Training data bias is the first key factor. The way humans use numbers in everyday text is itself far from uniformly distributed. For instance, the number 7 is frequently chosen as a "random number" in human psychology experiments, and this preference has likely been encoded into model parameters.

Limitations of the autoregressive generation mechanism represent a second deep-seated cause. The way LLMs generate numbers token by token means that the choice of a preceding number influences the generation of subsequent numbers. This makes it extremely difficult for models to produce truly independent and identically distributed random samples, with sequences often containing implicit autocorrelation structures.

The gap between semantic understanding of "randomness" and its mathematical implementation should not be overlooked either. A model may "understand" the conceptual definition of a uniform distribution, but translating that understanding into actual sampling behavior that meets mathematical requirements is an entirely different matter. This exposes a fundamental gap in current LLMs between knowledge and execution.

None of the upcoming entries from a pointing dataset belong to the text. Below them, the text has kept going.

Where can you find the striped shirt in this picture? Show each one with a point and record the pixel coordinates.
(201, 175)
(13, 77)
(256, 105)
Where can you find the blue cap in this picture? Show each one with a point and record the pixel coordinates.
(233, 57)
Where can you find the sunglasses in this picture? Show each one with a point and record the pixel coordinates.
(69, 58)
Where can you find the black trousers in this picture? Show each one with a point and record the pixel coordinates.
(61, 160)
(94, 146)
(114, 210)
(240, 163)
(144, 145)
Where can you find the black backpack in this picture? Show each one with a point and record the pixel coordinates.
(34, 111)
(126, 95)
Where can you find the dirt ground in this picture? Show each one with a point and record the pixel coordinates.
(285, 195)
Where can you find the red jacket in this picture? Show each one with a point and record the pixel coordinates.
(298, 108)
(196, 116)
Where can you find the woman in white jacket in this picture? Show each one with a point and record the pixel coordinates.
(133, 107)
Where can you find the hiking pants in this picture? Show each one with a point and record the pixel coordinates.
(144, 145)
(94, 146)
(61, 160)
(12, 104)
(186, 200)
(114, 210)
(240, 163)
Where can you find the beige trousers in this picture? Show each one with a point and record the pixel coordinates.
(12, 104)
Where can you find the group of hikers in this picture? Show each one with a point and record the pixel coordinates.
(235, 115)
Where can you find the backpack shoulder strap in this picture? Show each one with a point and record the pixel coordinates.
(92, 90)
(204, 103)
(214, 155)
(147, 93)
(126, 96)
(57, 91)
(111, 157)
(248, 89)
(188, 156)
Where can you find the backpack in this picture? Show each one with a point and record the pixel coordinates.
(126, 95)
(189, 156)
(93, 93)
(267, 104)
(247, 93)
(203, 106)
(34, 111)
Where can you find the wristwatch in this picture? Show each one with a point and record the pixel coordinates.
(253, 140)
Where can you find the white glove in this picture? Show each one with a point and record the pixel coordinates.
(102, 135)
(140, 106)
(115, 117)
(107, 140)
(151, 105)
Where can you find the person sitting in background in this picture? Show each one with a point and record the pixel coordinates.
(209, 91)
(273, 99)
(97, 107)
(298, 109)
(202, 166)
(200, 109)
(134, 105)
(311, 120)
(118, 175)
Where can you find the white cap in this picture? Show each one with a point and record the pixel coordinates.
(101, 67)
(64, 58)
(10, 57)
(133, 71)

Real-World Impact: Far More Than an Academic Issue

The significance of this research extends well beyond academic discussion. In the current AI application ecosystem, LLMs are increasingly being embedded in complex systems that require random sampling capabilities:

• Monte Carlo simulations: Widely used in financial risk assessment and scientific computing, these methods depend on high-quality random number generation
• AI agent decision-making: When AI agents need to make exploratory decisions in uncertain environments, the quality of random sampling directly affects decision outcomes
• Synthetic data generation: When LLMs are used to generate training data conforming to specific distributions, biases propagate to downstream models
• Probabilistic programming and Bayesian inference: Emerging paradigms that use LLMs as inference engines impose strict requirements on sampling accuracy

If developers take LLM random number generation capabilities for granted without understanding these limitations, they risk introducing subtle yet far-reaching biases into their systems.

Outlook: Possible Paths to Bridging the Randomness Gap

The researchers note that addressing this problem will likely require a multi-pronged strategy. One straightforward approach is to integrate verified external random number generators into LLM systems, decoupling sampling tasks from the language model and delegating them to specialized tools. This "tool-calling" approach aligns closely with the current development trajectory of AI agents.

From a model perspective, future research could explore enhancing models' faithful sampling capabilities for probability distributions through specialized fine-tuning or reinforcement learning. Other researchers have proposed introducing calibration mechanisms during inference to post-process the numerical sequences output by models, bringing them closer to target distributions.

This study reminds us that on the road to AGI, some seemingly basic mathematical capabilities may be precisely the most easily overlooked weaknesses of large language models. As we grant AI ever-greater autonomy, understanding and honestly confronting these limitations is far more important than blindly trusting in model omnipotence. As the paper's title implies: even the most powerful AI is far from a competent player when it comes to rolling the dice.